Kemp and Abrams have been even more vocal about crime, with the Republican governor trying to paint Abrams as a supporter of the “defund the police” movement and touting his endorsements from dozens of sheriffs across the state.

“He’s lying again. I have never said I believe in defunding the police. I believe in public safety and accountability,” Abrams countered, underscoring her proposals to spend more on law enforcement with Kemp.

While Kemp emphasized his administration’s push to curb gang activity and violence in Georgia, Abrams criticized the administration for not thinking “holistically” about the root causes of crime, which he noted has increased in Georgia during his tenure. Kemp.

“We are not the local police department. I’m not a mayor. I’m the governor,” Kemp replied, adding that local law enforcement “knows I’ll have their back.”

Sunday’s match was the third debate overall between the two rivals. They met only once in 2018, with Kemp, then secretary of state, skipping a second debate to attend a rally with then-President Donald Trump.

This year, Kemp built on his tenure, arguing that managing the economy warrants another term.

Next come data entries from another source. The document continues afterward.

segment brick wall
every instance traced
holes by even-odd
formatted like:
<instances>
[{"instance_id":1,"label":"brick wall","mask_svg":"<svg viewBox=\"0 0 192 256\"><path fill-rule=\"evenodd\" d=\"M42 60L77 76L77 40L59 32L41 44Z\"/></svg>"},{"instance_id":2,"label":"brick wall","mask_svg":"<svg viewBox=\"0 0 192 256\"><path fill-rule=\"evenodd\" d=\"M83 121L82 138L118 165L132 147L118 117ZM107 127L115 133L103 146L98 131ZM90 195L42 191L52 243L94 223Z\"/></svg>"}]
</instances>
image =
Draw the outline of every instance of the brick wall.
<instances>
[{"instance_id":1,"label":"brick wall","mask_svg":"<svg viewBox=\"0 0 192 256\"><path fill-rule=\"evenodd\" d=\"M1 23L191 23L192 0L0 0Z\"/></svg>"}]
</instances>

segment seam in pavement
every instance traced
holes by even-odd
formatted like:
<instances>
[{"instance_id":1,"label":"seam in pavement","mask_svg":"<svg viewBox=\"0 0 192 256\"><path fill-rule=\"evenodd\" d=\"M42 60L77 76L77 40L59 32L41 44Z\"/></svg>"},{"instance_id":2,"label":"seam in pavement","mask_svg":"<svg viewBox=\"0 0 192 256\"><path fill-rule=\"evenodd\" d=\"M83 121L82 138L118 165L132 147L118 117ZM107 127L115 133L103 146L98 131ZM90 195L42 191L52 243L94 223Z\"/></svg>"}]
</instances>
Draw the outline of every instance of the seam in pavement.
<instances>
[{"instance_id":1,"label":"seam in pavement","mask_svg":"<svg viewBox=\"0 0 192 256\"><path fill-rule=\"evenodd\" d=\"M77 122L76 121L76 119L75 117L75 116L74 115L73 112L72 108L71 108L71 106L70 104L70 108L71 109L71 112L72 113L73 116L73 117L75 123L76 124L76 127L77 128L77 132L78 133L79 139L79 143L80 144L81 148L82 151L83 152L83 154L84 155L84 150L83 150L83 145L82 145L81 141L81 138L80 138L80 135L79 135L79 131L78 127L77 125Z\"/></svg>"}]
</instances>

The Republican has made only a handful of proposals for a second term — more one-time tax cuts, a grant plan to help schools improve student performance and public safety proposals, including requiring cash bail for more people arrested. Kemp has married this thin set of propositions with attacks on Abrams, arguing that he doesn’t support the police enough and is a “celebrity” who focuses too much on liberal out-of-state donors.

Abrams argues that she has a better long-term vision for Georgia’s economy, pledging a much larger teacher pay raise than the $5,000 Kemp delivered, an expanded Medicaid program, increased access to government contracts for small and minority businesses and broader access to college help is paid for by gambling. He has also argued that he would lift abortion restrictions and loosen gun laws signed by Kemp and prevent further changes.

Kemp leads in most polls, but Abrams argues that her focus on turning out rare Democratic voters may be lost in the polls.

Unlike the first gubernatorial debate on Oct. 17, Sunday night’s event did not feature Libertarian Shane Hazell, the third candidate on the ballot. Hazel interrupted the conversation several times trying to make his points because he wasn’t being asked that many questions. Hazel’s presence on the ballot means there is likely to be a runoff on Dec. 6 because Georgia law requires candidates to win an outright majority.

More than 4 million people could vote in state elections this year, and more than half are likely to vote before Election Day. More than 1.6 million people had voted by Saturday and more than 1.7 million requested ballots by mail. Early in-person voting runs through Friday.